My position is that (1) the universal practice of valuing oneself over others is right and proper (and I expect others to rightly and properly value themselves over me, it being up to me to earn any above-baseline favour I may receive), (2) there is room for discussion about what base level of compassion one should have towards distant strangers (I certainly don’t put it at zero), and (3) I take the injunction to love one’s neighbour as oneself as a corrective to a too low level of (2) rather than as a literal requirement, a practical rule of thumb for debiasing rather than a moral axiom. Perfect altruism is not even what I would want to want.
I’m drawing out what I see as the implications of holding (which I don’t) that we ought to be perfectly altruistic, while finding (as I do) that in practice it is impossible. It leads, as you have found, to uneasy compromises guiltily taken.
I did say right in my original comment (emphasis added):
I will attempt a resolution: other people are as imortant as me, in pirncipal, since I am not objectively anything special—but I should concentrate my efforts on myself and those close to me, becuase I understand my and their needs better, and can therefore be more effective.
I don’t think that’s a sufficient or effective compromise. If I’m given a choice between saving the life of my child, or the lives of a 1000 other children, I will always save my child. And I will only feel guilt to the extent that I was unable to come up with a 3rd option that saves everybody.
I don’t do it for some indirect reason such as that I understand my children’s needs better or such. I do it because I value my own child’s life more, plain and simple.
Important to whom?
You might as well have asked: special to whom>? Even if there is no objective importance or specialiness anywhere, it still follows that I have no objective importance ort specialness.

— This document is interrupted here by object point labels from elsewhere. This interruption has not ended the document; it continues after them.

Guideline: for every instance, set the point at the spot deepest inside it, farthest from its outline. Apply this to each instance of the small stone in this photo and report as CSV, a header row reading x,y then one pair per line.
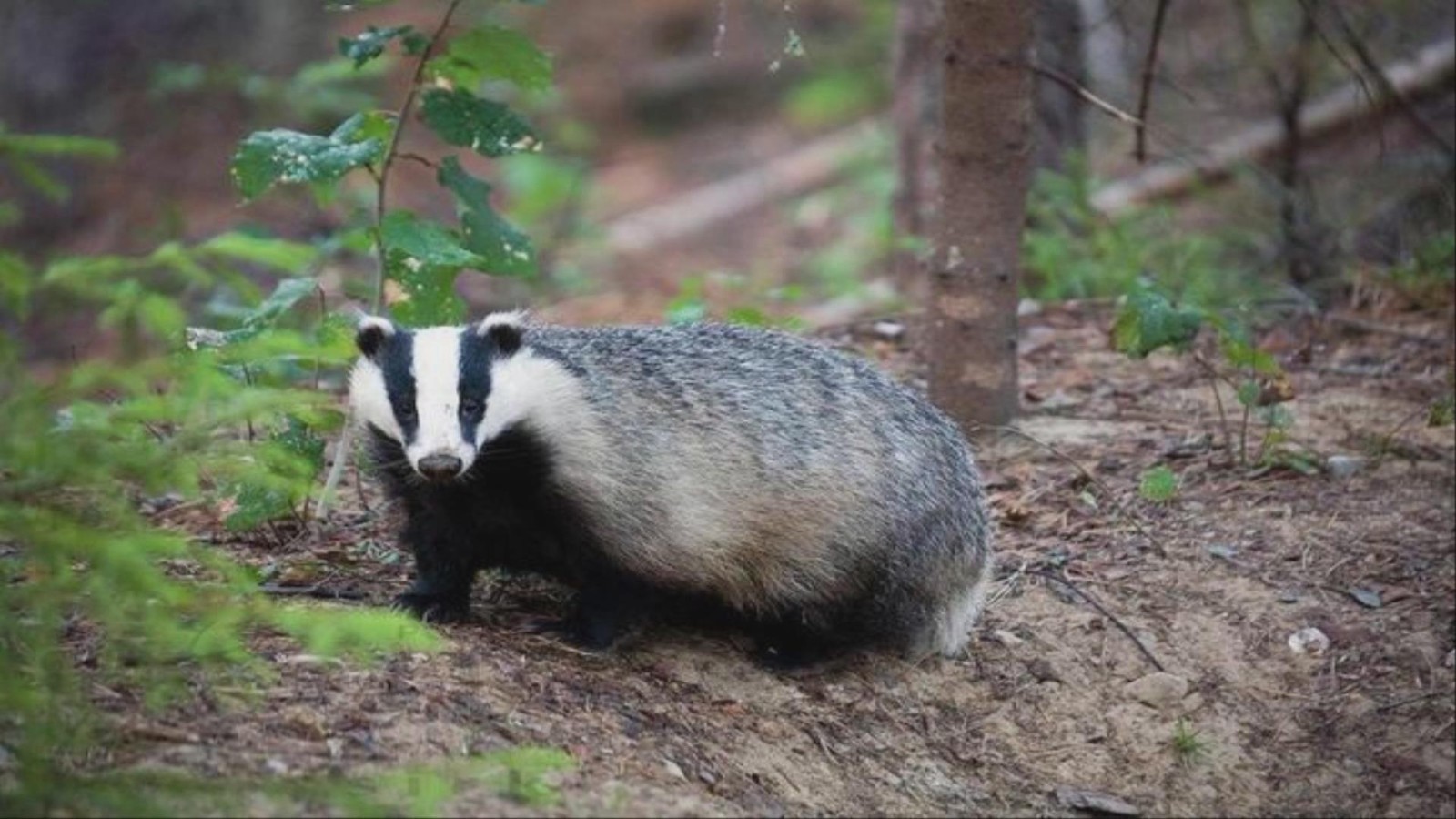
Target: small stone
x,y
888,329
1094,802
1006,639
1366,598
1225,551
1043,671
1309,640
1343,465
1158,690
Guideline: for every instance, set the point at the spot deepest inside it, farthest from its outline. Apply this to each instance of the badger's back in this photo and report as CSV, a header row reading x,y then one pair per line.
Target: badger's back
x,y
766,471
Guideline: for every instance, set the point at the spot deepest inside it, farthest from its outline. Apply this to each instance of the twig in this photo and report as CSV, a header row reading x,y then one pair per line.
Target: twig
x,y
1410,700
1085,474
1087,95
1380,79
341,453
1145,95
1383,448
317,591
1218,398
1373,327
424,160
1101,610
400,121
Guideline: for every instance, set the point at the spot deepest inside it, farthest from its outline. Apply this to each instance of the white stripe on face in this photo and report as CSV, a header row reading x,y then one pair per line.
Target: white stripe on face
x,y
437,397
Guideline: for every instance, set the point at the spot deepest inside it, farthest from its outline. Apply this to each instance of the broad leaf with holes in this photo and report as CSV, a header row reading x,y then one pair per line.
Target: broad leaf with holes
x,y
500,247
492,53
484,126
424,259
1148,321
268,157
421,242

For the record, you do have a limited supply of willpower. I’m guessing those monks either had extraordinary willpower reserves or nonstandard worldviews that made abstinence actually easier than sin.
It seems they practice that willpower muscle very explicitly for hours every day. Abstinence should actually be pretty easy considering you have very little else to drain your willpower with.
If you think so.
Looking into your link now, but it was my understanding that the effect was weaker if the participant didn’t believe in it, not nonexistent (i.e. disbelieving in ego depletion has a placebo effect.)
Wikipedia, Font Of All Knowledge concurrs:
ETA: It seems the Wikipedia citation is to a replication attempt of your link. They found the effect was real, but it only lessened ego depletion—subjects who were told they had unlimited willpower still suffered suffered ego depletion, just less strongly. So yup, placebo.
I’m not sure the word “placebo” makes sense when you are discussing purely psychological phenomena. Obviously any effects will be related to psychology- its not like they gave them a pill.
I … think it’s supposed to be regulated at least partially by glucose levels? So in some of the experiments, they were giving them sugar pills, or sugar water or something? I’m afraid this isn’t actually my field :(
But of course, no phenomenon is purely psychological (unless the patient is a ghost.) For example, I expect antidepressant medication is susceptible to the placebo effect.
See here.
If it isn’t, you’re doing something wrong.
ETA: By which I don’t mean that it is easy to do it right. Practicing anything involves a lot of doing it wrong while learning to do it right.